Canberra bushfires to cost $250 million
Canberra’s bushfire insurance bill is estimated at $250 million, although some industry insiders suggest it may climb as high as $300 million. The bushfires destroyed more than 500 homes, and the Insurance Disaster Response Organisation said this makes it the eighth-worst natural disaster in Australia since 1967 and the second-worst bushfire disaster behind the 1983 Ash Wednesday fires.
Insurance Council of Australia (ICA) Executive Director Alan Mason said insurers have so far received about 2,500 claims. The fires swept through large parts of south-west Canberra, killing four people and leaving more than 300 injured. It’s the worst natural disaster ever to befall the national capital, although the total is a long way short of the Ash Wednesday bushfires which killed 72.

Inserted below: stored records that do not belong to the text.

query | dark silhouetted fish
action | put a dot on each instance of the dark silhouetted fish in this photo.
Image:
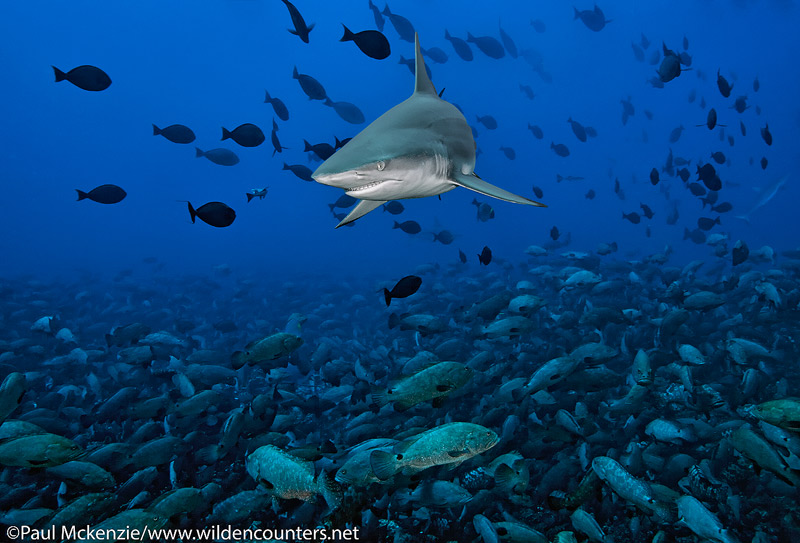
(256, 193)
(313, 88)
(347, 111)
(223, 157)
(409, 227)
(402, 25)
(246, 135)
(577, 129)
(394, 207)
(766, 134)
(371, 42)
(277, 105)
(632, 217)
(724, 87)
(104, 194)
(488, 45)
(536, 131)
(376, 14)
(85, 77)
(323, 150)
(485, 257)
(508, 43)
(488, 121)
(706, 224)
(594, 19)
(404, 288)
(740, 252)
(560, 149)
(461, 47)
(301, 29)
(437, 55)
(301, 171)
(176, 133)
(213, 213)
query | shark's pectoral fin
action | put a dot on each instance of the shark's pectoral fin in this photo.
(363, 207)
(473, 182)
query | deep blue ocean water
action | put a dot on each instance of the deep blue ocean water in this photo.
(207, 64)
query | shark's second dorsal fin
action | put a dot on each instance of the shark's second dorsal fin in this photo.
(423, 82)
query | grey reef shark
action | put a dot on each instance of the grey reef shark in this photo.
(421, 147)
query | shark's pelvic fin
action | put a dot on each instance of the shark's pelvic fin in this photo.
(473, 182)
(363, 207)
(423, 83)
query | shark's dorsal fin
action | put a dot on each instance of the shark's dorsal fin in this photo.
(423, 83)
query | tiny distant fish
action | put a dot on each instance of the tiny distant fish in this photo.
(246, 135)
(488, 121)
(509, 152)
(485, 256)
(594, 19)
(766, 134)
(707, 224)
(223, 157)
(213, 213)
(256, 193)
(277, 105)
(371, 42)
(409, 227)
(508, 43)
(404, 288)
(560, 149)
(176, 133)
(633, 217)
(301, 171)
(394, 207)
(402, 25)
(724, 87)
(301, 29)
(104, 194)
(536, 131)
(313, 88)
(461, 47)
(347, 111)
(85, 77)
(488, 45)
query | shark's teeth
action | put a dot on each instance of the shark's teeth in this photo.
(363, 187)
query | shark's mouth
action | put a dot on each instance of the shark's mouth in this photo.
(365, 187)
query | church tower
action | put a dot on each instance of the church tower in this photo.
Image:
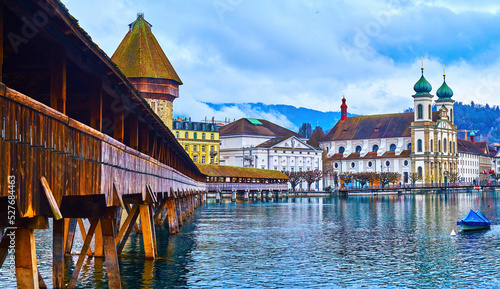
(422, 130)
(141, 59)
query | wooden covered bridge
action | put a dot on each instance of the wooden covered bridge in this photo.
(78, 142)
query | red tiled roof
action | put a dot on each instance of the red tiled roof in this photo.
(243, 126)
(374, 126)
(465, 146)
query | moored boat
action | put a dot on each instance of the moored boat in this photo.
(474, 221)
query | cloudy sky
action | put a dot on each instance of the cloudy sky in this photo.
(310, 53)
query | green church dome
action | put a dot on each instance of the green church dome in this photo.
(444, 92)
(422, 87)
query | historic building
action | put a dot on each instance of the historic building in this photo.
(262, 144)
(476, 160)
(199, 139)
(422, 141)
(141, 59)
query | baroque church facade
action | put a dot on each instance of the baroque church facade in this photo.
(423, 141)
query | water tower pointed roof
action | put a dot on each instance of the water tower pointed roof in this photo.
(140, 55)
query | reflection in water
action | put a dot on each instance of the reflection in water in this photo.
(372, 241)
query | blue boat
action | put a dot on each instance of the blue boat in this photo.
(474, 221)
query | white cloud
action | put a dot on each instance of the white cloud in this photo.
(309, 54)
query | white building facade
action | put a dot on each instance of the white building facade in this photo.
(264, 145)
(423, 141)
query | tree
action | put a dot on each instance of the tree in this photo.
(316, 136)
(294, 178)
(305, 129)
(388, 177)
(414, 177)
(311, 177)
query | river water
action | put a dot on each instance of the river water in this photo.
(371, 242)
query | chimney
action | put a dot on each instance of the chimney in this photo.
(343, 109)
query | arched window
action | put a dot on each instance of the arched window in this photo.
(420, 113)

The bushfires may have faded from the front pages of the nation’s newspapers, but they’re still raging in remote parts of NSW and north-east Victoria. ICA Group Manager Southern Division Peter Jamvold said early estimates of the damage incurred in regional Victoria have reached $4 million. “There have been 80 claims so far for homes and things like farm buildings,” he said. “There have been very high stock losses, although we’re not yet sure of the numbers for insured losses.”
Residential mortgage insurer PMI Mortgage Insurance announced yesterday that it will offer its lenders a relief package to assist borrowers devastated by the ACT, NSW and Victoria fires.
The group will offer a six-month repayment “holiday” for people who have lost their homes through the fires, as well as for volunteer firefighters who took time off from their everyday jobs to help fight the fires. Those businesses whose income has been dramatically affected will also be eligible for assistance.